K: The eggplant’s infamous nature makes it a favorite for customers online. However, when we sell at markets in person, the chili pepper and banana are top sellers. Everyone’s body’s and desires are different, so the variety of our vibrators works well for our audience.

New Shark Emojibator

The Future of Emojibator

P: Do you have any plans to launch any more emoji vibrators?

K: We are always looking for the next best emoji sex toy to make! Now that we have vibrators for women, it may be time to answer our high demand for male-oriented emoji sex toys.

P: What can we expect from Emojibator in the future?

K: Expect nothing. Then we’ll blow your mind with every next thing we do 😉 we have new business model ideas to take our cheeky humor brand to the next level. We are keen on continuing to disrupt untapped markets, so stay tuned for our journey’s next turn!

Emojibator_founder

A Closing Message From Kris and Emojibator

P: Is there anything you’d like our readers to know about you/your company?

K: Our story of side hustle and grit to turn an idea into reality is a unique entrepreneurial journey you can’t prepare for. It’s a whirlwind, it’s exhausting, and it’s not for everyone who likes making money. We are constantly pushing ourselves and then stepping back to reflect on what’s working and how can we improve. This business has made me more self-aware than I could imagine being going into my 25th birthday next week. I’m blessed for this opportunity to grow and learn from taking risks. Once you stop caring about being judged by others, you find the people still by your side truly accept you for who you are. For me, that’s the woman who’s always doing something to make a difference bigger than herself.
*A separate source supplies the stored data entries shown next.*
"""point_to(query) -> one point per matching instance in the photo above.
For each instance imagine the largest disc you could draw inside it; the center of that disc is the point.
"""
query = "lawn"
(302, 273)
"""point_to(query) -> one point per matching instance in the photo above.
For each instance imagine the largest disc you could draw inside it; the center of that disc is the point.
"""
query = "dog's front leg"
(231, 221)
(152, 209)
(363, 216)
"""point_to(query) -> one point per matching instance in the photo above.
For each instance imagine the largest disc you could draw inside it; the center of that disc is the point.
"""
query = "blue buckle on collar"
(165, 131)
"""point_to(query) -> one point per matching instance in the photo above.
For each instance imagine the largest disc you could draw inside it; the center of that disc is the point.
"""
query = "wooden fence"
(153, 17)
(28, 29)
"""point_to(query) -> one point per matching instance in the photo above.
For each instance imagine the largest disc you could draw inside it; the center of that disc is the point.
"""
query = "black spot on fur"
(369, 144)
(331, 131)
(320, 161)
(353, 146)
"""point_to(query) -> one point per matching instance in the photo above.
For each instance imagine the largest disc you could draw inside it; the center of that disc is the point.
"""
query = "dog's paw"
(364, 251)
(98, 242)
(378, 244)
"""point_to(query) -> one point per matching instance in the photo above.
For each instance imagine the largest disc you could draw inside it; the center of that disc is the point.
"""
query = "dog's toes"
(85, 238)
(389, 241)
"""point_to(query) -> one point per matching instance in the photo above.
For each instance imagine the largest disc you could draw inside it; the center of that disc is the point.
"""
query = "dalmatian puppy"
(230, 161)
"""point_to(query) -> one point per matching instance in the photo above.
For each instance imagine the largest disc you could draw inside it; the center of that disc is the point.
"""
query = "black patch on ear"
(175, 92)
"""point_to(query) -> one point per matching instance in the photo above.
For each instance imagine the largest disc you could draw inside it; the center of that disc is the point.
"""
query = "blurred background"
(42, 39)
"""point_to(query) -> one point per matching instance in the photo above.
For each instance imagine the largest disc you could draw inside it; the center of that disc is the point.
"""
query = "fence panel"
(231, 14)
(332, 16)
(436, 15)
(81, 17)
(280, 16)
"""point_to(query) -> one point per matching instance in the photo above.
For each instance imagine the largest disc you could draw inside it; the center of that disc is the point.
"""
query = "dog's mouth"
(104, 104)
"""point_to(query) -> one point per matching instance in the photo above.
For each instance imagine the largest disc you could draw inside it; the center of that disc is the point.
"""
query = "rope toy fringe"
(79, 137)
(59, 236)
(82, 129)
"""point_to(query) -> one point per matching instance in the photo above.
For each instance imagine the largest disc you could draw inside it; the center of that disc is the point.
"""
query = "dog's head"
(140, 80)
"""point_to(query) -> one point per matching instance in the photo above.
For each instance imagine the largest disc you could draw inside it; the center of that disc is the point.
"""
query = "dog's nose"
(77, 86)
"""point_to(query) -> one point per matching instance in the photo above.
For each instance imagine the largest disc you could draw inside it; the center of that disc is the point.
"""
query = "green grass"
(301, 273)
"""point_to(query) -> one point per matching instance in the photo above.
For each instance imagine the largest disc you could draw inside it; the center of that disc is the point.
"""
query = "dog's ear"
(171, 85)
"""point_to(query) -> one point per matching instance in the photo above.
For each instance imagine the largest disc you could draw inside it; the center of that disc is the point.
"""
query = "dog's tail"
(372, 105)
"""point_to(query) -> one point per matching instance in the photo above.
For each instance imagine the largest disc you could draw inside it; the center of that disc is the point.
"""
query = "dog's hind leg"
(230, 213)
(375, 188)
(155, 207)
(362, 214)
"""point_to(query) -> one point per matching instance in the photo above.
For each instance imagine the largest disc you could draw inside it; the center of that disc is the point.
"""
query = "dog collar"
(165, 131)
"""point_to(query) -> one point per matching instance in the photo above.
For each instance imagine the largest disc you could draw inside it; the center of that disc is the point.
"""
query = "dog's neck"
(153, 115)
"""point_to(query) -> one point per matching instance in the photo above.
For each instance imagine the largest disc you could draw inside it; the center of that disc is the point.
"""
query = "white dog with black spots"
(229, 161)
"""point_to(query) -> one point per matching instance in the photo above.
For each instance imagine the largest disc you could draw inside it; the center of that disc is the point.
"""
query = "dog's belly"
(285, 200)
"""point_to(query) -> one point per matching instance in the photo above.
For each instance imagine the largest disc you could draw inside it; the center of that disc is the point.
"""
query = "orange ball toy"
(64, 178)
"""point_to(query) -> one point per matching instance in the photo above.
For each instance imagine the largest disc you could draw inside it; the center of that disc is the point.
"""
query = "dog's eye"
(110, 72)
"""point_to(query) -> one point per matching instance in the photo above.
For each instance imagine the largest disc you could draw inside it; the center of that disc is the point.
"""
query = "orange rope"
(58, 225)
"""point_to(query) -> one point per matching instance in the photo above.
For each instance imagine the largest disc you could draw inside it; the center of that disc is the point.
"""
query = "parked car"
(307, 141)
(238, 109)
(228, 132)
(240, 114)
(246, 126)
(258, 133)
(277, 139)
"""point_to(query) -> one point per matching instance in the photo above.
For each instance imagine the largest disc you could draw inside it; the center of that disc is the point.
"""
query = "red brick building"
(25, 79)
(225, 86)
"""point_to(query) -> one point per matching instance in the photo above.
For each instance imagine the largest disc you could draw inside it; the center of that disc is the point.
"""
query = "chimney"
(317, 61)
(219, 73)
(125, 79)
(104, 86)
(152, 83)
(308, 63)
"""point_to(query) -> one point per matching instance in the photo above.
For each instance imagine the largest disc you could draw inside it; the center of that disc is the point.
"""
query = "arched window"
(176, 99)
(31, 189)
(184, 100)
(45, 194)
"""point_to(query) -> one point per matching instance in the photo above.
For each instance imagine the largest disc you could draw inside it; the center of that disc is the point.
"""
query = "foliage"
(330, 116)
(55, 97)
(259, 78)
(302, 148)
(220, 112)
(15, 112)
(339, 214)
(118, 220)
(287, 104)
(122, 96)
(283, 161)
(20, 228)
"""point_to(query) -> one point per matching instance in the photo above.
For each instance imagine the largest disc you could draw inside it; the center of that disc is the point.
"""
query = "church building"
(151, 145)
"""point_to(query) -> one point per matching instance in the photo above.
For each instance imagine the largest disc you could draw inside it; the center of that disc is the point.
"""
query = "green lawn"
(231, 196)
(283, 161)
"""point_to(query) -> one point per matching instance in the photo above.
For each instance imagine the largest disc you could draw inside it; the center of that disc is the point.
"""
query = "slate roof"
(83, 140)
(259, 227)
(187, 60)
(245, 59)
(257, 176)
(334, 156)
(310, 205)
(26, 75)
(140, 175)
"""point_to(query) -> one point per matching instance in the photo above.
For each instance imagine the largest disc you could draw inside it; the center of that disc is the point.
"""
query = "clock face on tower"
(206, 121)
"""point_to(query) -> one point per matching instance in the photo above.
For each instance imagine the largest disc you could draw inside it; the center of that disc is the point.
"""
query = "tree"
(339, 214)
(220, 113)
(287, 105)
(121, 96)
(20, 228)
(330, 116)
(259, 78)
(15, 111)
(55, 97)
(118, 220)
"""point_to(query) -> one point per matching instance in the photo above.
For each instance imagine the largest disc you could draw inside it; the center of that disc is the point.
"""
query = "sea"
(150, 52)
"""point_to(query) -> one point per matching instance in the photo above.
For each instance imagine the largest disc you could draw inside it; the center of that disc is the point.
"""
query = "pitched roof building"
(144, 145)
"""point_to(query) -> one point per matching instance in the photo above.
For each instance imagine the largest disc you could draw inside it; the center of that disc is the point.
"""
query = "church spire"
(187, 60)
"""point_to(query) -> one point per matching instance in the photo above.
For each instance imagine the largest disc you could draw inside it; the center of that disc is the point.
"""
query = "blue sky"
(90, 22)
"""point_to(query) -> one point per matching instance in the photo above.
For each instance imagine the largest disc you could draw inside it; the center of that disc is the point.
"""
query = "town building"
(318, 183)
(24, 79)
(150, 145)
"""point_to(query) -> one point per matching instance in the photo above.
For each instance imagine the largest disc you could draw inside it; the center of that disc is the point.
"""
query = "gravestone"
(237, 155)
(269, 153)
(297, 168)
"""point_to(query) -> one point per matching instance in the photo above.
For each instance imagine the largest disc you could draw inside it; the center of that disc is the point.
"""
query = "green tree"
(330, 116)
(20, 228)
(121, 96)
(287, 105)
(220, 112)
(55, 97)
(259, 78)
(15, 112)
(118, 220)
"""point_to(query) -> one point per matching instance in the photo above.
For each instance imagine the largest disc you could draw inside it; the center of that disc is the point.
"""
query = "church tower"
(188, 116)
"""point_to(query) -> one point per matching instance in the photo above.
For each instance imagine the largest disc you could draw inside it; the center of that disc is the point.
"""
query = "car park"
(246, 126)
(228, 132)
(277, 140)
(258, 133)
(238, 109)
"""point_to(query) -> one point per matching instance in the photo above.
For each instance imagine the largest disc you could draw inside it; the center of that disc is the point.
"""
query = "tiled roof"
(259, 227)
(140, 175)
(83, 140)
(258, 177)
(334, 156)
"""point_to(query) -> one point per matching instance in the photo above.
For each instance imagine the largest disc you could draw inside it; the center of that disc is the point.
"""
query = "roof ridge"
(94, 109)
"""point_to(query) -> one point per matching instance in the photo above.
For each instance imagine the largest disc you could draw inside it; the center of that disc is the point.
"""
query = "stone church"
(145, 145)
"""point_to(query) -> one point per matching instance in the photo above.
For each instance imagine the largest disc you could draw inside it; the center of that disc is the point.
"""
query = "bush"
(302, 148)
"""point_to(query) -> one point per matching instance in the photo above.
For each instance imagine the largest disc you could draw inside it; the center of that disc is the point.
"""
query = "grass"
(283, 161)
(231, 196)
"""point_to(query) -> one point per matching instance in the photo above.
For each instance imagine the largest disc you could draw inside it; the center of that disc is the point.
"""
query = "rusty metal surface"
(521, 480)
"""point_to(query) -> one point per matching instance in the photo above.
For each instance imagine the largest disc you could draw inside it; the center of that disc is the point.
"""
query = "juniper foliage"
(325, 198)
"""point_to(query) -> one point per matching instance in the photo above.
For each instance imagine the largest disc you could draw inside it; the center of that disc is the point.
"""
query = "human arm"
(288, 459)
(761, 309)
P: What would you say to someone who’s interested in buying one but afraid?

K: I would say being afraid is the perfect reason to try it once. If you come from an orgasm, awesome! If not, maybe your fingers are better? And if you hate it, wash your Emojibator and turn it into a decorative living room piece. Your friends will never know the difference…

We truly can’t tell you how fired up we are about this company and what they’re all about! A world where Emojibator exists is a world that we WISH we grew up in.